At the trial, jurors heard testimony on the company's actions and the role of Danny Priest. Many were stunned to learn that in today's world, workers could be subject to such abuse and violence. The jury ordered Smithfield and Danny Priest, the Chief of Security to pay a total of $755,000 in damages to the two UFCW activists --- $75,000 to Ward and $25,000 to Rodriguez in compensatory damages for the injuries both suffered at the hands of the company security force.

Both received punitive damages as well. Smithfield must pay Ward, who was knocked unconscious during his assault and arrest, $500,000 and Priest must pay Ward $25,000. The jury ordered Smithfield to pay Rodriguez $125,000 and Priest to pay $5,000. U.S. District Court Judge Earl Britt rejected the company's request to set aside the verdict and validated the jury by entering the judgment into the public record.

During the campaign, Danny Priest used the company's security force to instill fear in the 4,500 Smithfield employees. Deputies --- in riot gear and heavily armed --- stationed themselves at the entrance to the plant on days that civil rights leader Reverend Jesse Jackson and other religious leaders handed out literature with workers.

On August 21, 1997, the final day of the election, the company used the power delegated to it by the Bladen County Sheriff's Department to handcuff, mace, and jail Mr.

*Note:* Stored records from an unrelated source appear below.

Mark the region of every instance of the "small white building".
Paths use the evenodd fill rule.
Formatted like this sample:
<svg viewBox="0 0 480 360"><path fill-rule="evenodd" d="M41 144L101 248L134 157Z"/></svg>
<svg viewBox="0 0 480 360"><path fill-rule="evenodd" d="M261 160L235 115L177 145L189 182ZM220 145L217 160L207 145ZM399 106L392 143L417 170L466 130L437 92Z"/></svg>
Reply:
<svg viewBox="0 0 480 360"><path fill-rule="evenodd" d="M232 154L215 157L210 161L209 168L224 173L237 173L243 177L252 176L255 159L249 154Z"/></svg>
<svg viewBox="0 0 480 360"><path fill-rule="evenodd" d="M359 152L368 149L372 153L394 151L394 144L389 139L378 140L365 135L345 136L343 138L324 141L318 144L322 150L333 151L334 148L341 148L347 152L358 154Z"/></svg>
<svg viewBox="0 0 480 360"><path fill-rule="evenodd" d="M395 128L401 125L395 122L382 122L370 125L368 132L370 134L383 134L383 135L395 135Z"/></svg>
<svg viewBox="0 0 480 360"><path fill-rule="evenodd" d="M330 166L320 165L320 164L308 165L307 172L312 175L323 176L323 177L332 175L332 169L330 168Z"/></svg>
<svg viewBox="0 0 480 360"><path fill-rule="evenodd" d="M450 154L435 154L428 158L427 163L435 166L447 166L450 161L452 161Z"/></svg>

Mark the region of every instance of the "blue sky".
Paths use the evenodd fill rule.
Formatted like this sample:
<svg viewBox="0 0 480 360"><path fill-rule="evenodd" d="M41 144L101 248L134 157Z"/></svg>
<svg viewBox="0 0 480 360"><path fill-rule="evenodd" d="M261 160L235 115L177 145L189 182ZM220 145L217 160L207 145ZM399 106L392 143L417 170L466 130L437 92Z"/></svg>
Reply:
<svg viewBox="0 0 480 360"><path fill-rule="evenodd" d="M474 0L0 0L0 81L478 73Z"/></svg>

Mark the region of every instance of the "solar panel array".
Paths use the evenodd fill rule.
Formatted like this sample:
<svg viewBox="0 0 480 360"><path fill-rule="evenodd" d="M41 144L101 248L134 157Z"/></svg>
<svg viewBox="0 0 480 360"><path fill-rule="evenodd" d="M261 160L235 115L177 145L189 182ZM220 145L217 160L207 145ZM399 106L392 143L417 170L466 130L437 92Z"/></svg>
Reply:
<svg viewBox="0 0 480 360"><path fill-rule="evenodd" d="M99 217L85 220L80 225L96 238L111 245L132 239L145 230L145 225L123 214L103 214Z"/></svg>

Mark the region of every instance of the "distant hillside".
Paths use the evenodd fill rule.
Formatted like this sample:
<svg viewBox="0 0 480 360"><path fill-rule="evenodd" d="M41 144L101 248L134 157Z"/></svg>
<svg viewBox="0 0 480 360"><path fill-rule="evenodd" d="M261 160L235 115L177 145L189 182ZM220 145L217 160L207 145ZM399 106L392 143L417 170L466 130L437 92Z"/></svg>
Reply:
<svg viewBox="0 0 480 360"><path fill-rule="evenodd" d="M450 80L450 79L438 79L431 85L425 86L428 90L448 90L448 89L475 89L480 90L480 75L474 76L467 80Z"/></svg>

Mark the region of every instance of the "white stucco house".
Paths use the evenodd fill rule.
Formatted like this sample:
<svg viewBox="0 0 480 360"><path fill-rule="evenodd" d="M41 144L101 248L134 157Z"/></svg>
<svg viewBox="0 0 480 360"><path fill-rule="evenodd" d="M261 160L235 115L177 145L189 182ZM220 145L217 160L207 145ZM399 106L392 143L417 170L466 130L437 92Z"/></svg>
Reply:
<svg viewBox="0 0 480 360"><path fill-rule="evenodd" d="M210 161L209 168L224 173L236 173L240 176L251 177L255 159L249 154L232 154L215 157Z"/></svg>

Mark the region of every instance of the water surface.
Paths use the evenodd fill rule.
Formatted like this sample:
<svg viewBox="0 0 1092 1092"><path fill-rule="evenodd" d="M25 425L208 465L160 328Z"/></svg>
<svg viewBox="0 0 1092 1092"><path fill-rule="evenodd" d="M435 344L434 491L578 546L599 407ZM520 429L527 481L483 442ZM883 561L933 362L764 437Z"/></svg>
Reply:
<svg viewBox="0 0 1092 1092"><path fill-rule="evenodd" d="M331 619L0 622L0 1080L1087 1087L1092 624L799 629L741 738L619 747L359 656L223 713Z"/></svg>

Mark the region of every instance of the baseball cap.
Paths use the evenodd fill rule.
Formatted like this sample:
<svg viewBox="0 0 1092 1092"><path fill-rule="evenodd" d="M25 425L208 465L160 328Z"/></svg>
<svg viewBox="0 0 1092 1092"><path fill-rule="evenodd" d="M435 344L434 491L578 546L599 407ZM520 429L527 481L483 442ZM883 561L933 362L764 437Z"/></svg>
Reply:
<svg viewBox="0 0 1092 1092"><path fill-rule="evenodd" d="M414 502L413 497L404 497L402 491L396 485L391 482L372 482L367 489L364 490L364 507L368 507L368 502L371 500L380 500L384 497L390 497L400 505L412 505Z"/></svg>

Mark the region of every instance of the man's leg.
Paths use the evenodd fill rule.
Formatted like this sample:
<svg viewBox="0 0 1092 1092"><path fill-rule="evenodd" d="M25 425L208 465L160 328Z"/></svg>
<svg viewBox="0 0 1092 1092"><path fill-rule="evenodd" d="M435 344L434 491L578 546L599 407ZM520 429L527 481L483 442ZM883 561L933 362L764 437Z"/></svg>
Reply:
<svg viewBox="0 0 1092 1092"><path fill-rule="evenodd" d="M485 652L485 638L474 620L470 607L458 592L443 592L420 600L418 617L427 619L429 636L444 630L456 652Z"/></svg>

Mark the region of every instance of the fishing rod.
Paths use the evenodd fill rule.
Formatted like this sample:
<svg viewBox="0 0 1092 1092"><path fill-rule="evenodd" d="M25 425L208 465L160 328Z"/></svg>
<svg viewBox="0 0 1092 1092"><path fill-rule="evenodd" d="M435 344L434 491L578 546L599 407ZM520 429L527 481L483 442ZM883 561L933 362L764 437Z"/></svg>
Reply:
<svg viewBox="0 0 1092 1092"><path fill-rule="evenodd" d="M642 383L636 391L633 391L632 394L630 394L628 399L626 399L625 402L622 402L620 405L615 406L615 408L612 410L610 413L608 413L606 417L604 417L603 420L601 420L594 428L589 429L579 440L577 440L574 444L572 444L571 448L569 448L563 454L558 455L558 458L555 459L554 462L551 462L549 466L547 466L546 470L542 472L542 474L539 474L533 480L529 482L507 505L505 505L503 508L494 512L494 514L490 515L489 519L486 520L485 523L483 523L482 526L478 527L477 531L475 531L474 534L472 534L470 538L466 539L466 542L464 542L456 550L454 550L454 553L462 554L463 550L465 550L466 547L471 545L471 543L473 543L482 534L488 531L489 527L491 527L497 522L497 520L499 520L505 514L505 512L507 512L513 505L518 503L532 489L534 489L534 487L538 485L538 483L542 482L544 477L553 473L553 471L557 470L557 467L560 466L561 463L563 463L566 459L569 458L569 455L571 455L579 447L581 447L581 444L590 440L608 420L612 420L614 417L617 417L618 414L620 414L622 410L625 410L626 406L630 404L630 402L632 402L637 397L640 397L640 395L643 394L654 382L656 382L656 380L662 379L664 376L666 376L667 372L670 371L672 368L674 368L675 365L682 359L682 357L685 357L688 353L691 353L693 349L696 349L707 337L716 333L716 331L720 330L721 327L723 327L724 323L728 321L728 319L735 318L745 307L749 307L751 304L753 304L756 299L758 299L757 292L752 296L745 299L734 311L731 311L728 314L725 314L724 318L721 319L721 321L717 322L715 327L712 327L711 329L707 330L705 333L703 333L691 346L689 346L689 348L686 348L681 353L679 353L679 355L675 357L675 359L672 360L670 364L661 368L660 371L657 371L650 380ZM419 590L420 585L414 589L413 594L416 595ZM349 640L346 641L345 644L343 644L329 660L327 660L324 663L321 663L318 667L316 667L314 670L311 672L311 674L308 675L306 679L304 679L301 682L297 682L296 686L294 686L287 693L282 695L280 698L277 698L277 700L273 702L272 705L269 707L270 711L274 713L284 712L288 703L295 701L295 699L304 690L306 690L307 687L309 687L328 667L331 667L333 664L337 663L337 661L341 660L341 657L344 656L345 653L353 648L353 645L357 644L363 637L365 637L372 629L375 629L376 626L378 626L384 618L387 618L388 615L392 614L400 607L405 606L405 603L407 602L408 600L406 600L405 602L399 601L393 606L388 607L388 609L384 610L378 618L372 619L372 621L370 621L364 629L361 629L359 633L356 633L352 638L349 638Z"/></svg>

Ward, a Smithfield meatpacking worker whose only crime was that he supported the union. Mr. Rodriguez, a union organizer, tried to help Mr. Ward as the Company's Chief of Security was assaulting him. For that, he found himself in handcuffs, jailed and facing criminal charges. Their arrests occurred in the context of a Company-initiated "riot" following the vote count.

During the union drive, the company held forced meetings to intimidate and threaten workers for supporting the union. Smithfield held separate meetings for black and Latino workers to pit worker against worker based on race. On the day of the election, deputy sheriffs, dressed in battle gear, lined the long driveway leading to the Bladen County plant.

The sheriff's menacing presence created a violent mood for the workers who were merely trying to exercise their right to vote for a voice on the job. As workers passed the lines of police in riot gear, they saw company management standing with the head of the Bladen County Sheriff's department near the entrance to the plant. The company's message was clear to workers: if you vote for a union, the law and law enforcement will not be on your side.

This is the second independent verdict against Smithfield's actions during the union campaign at the Tar Heel plant. In December, 2000, an Administrative Law Judge of the National Labor Relations Board issued a monumental 400-plus page ruling against Smithfield for massive violations of federal law. The NLRB judge found that Smithfield conspired with law enforcement to instigate the violence at the vote count.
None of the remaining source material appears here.